Krippenstein  :Big Grin:

----------


## noox

Auf dem Downhill-Rangers-Youtube Channel sind bei fast jedem 2. Video am Ende die Stürze/Outtakes  :Wink:  

Aber hier zwei "Highlights"

Leogang - Zaches Stück am Downhill



Vier Crashes in Kanada (den letzten hätt ich ma sparen können):

----------


## klamsi



----------


## noox

Wah, ja der Crash vom Lehikoinen beim Weltcup in Leogang war definitiv einer der spektakulärsten in der 2010er Saison!

----------


## refromresk

also das schaut aus, als ob du einfach immer n bisschen zu langsam wärst alter Mann  :Twisted:  :Twisted:

----------


## noox

> also das schaut aus, als ob du einfach immer n bisschen zu langsam wärst alter Mann


Wie ich im Video dazugeschrieben habe: Beim 1. Sturz wollte ich eigentlich stehenbleiben - war ein flowiger Trail, wo normalerweise immer Bretter waren, wenn so schwierigere Parts waren, aber da ist das Brett weg gewesen. Und den letzten Sprung habe ich einfach verwechselt. War der 2. Run dort, und dacht das wäre ein viel kleinerer Sprung.
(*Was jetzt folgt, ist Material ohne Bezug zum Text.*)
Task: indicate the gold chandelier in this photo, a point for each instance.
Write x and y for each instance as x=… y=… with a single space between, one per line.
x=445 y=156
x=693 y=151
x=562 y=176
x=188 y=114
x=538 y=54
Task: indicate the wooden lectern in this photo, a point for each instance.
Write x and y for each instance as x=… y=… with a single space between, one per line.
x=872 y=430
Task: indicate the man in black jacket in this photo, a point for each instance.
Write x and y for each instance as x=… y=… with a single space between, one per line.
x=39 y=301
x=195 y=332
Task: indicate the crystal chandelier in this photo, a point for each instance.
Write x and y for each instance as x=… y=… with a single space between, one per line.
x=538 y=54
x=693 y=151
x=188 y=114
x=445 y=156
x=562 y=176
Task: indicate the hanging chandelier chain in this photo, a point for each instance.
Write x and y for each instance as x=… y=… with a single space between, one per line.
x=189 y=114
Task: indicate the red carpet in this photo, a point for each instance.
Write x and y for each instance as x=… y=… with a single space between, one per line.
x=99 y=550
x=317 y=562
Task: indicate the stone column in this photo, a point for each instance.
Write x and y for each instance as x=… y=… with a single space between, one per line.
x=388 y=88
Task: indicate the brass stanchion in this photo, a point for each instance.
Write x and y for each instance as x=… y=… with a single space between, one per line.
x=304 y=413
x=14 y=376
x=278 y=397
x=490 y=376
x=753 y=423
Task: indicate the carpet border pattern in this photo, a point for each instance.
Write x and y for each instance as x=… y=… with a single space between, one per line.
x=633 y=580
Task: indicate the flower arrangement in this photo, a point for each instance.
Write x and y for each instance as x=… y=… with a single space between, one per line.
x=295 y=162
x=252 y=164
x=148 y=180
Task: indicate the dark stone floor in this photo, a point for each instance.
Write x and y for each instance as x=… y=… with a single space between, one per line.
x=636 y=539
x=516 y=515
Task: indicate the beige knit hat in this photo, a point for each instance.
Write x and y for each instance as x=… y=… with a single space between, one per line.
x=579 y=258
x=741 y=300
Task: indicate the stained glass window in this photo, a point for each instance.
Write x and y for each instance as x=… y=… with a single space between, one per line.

Die 3 letzten Stürze waren generell an einem Tag, an dem ich komplett übermotiviert war und total hirnlos gefahren bin. Der erste Sturz war aber nicht deswegen - dass das Vorderrad in der Kurve weggeht, kann immer passieren - dass dann ein Baum im Weg steht auch. Der 2. war idiotisch. Beim dritten war ich a bissl angefressen, weil der Trail einfach für Pros war, die sich da lauter Mega-Kicker (Doubles und Gaps) reingebaut haben. Und ich hab mich schon so auf ein paar kleinere weiter unten gefreut und hab dann ein mittleres Gap für ein kleineres Gap gehalten.

----------


## refromresk

Haja - passt doch. Ich frag mich eh wie du da durch manche Passagen durchfegst die du noch nie oder nur einmal gefahren bist.

airtime und doubles sind sowieso mein persönlicher todfeind - denen geh ich meilenweit aus dem weg  :Wink: 

Scheinst aber Sturzerprobt zusein, wenn du dir beim letzten nix getan hast. Ich hab mein Glück meistens schon vor Fahrtantritt verbraucht.  :Rolleyes:

----------


## noox

> Haja - passt doch. Ich frag mich eh wie du da durch manche Passagen durchfegst die du noch nie oder nur einmal gefahren bist.


Das habe ich mich danach auch gefragt  :Wink: 




> Scheinst aber Sturzerprobt zusein, wenn du dir beim letzten nix getan hast. Ich hab mein Glück meistens schon vor Fahrtantritt verbraucht.


Sturzerprobt bin ich - denke ich. Früher war's noch viel ärger. 2010 bin ich aber auch a bissl oft gelegen. Leider - beim letzten Sturz habe ich mich erstmals wirklich weh getan. Ein Mittelhandknochen gebrochen.

----------


## Wyatt_Erb

dein armes bikes hat auch schon einiges mitgemacht....

----------


## klana_radikala

www.youtube.com/watch?v=S-TE05PnnPE

1. tag auf der wildsau. mit dem hitec hab ichs geschafft  :Smile: 
auch schon ne weile her aber immer wieder lustig anzusehen  :Mr. Red:

----------


## nike_rider

Hey!
Bin neu hier..
Schöne vids!  :Wink: 
Was habt ihr euch denn schon für Verletzungen zugezogen?

Lg
nike_rider

----------